Ese día nos habíamos reunido en mi casa para festejar mi propia despedida. Yo me iba por unos meses a un país lejano de cuyo nombre no quiero acordarme y, como ocurría en aquellos años, nadie, ni yo mismo, sabía si me alejaba de Santa Fe por una temporada o para siempre.
Hubo un asado, corrió mucho vino, cantamos canciones alegres y canciones tristes, se contaron historias, nos reímos mucho y es posible que a las cinco de la tarde todos hayamos estado, lo que se dice, con unas copas de más. Fue entonces que ocurrió lo que les cuento: ese beso sorpresivo, al que nadie prestó atención y al que probablemente en ese momento ni yo ni ella tampoco le prestamos demasiada atención.
Sí recuerdo que hacía frío y estaba nublado, que ella llevaba una campera marrón y que su pelo estaba suelto. En la memoria lo que registro es la luz de la tarde, esa leve y vacilante luz del crepúsculo, pero no sé si esa luz que iluminaba su rostro es un recuerdo de ahora o fue algo que realmente existió, una luz que llegaba de algún lado, una luz que la distinguía del resto de las personas y de las cosas, como si desde algún lugar un cono de luz se hubiese posado sobre ella distinguiéndola del resto.
Estuve mucho tiempo afuera. Extrañaba a Santa Fe y escribía cartas a todos los amigos. Escribir me conectaba con mi ciudad rodeada de ríos. A veces eran cartas, a veces eran postales escritas desde los lugares más remotos y perdidos del mapa. Todavía la palabra Internet no se conocía, y yo escribía sabiendo que nadie me respondería.
Quiero que se entienda: le escribía a mis amigos íntimos, a las personas que me conocían desde hacía muchos años. Los extrañaba, los recordaba con afecto y además estaba aprendiendo a saber que nunca podría vivir demasiado tiempo lejos de mi ciudad, que el mundo podría atraerme con sus novedades y sus sorpresas, pero que estuviera donde estuviese siempre sería un santafesino que extraña los bares de la peatonal, las arboledas del bulevar, las caminatas por la costanera, las excursiones a Rincón o a Sauce Viejo, los patios cerveceros y esas apacibles y luminosas mañanas de los domingos.

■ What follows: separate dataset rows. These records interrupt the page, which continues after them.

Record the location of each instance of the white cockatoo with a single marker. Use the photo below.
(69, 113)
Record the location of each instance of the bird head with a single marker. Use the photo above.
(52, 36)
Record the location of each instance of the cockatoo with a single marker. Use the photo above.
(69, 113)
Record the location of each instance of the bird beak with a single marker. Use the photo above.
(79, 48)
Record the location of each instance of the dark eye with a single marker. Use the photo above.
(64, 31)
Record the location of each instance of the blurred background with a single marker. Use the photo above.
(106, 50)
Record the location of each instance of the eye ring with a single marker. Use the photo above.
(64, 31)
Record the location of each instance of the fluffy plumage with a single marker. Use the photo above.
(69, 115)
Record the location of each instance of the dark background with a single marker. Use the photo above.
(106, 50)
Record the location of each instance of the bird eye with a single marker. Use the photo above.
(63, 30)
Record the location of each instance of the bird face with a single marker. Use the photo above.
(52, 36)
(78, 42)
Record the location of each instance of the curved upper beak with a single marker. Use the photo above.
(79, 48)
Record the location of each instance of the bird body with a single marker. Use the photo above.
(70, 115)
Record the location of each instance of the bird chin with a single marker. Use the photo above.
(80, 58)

Lo que les quiero decir, entonces, es que mi nostalgia era fuerte y tal vez por ello, o tal vez por algún extraño motivo que hasta el día de hoy no he logrado descifrar, a cada ciudad o pueblo que llegaba le escribía una postal a ella, los textos eran convencionales, pero estaban dirigidos a ella, a ella que apenas conocía, que seguramente estaba enamorada de algún amigo o de algo parecido, a ella con quien nunca tuve otra intimidad que la que les acabo de contar: un beso robado que probablemente ella ya hubiese olvidado o lo recordaría como un episodio casi insignificante, la licencia de un amigo mayor que con unas copas de más se atreve a hacer lo que en otras condiciones nunca hubiese hecho.

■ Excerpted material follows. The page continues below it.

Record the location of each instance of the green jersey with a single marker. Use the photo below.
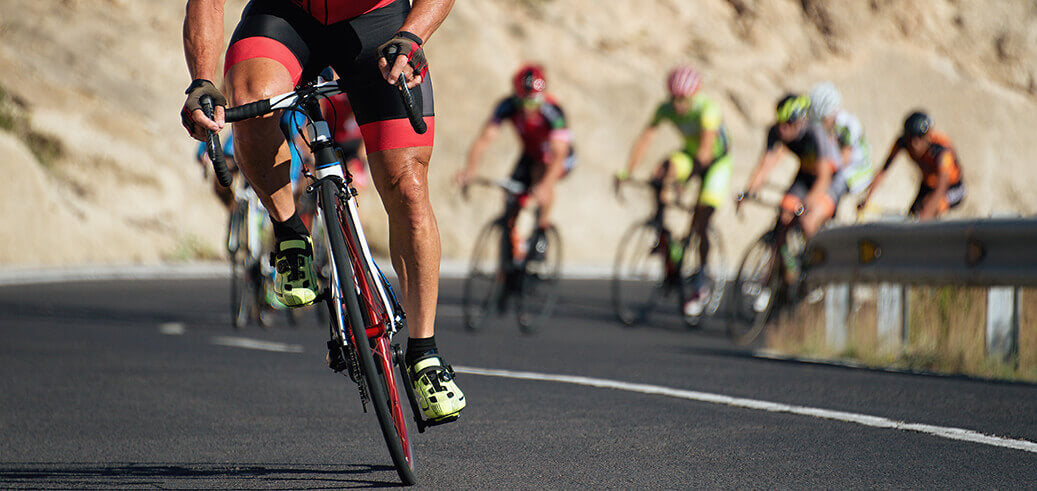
(703, 116)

Después, muchos años después, ella me diría que le sorprendía recibir esas postales, pero que las guardaba sin saber muy bien por qué hacía eso. Después, muchos años después, ella admitió que las señales existían, aunque nunca se sabrá a ciencia cierta si lo que pasó muchos años después fue el desenlace de aquello que empezó una tarde de invierno o si lo que hacemos es justificar el presente inventando un pasado que sólo existió en nuestra imaginación.

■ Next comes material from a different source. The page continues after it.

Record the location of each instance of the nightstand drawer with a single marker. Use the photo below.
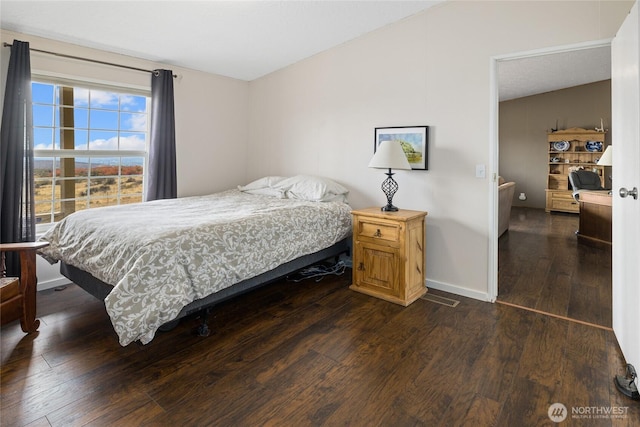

Ni ella ni yo nunca sabremos si el beso de aquella tarde de invierno fue un anticipo que se confirmaría veinte años después o si lo que hicimos fue acomodar el pasado a nuestra conveniencia. Lo que sé, si es que en estos temas se puede saber algo, es que el cono de luz de aquella tarde iluminaba su rostro; lo que sé es que a miles de kilómetros de distancia, sin que exista ninguna causa que lo justifique, yo sentía una íntima necesidad de escribirle a ella. Tal vez, porque como dice San Agustín, «la pasión del amor no puede comprenderla quien no la siente».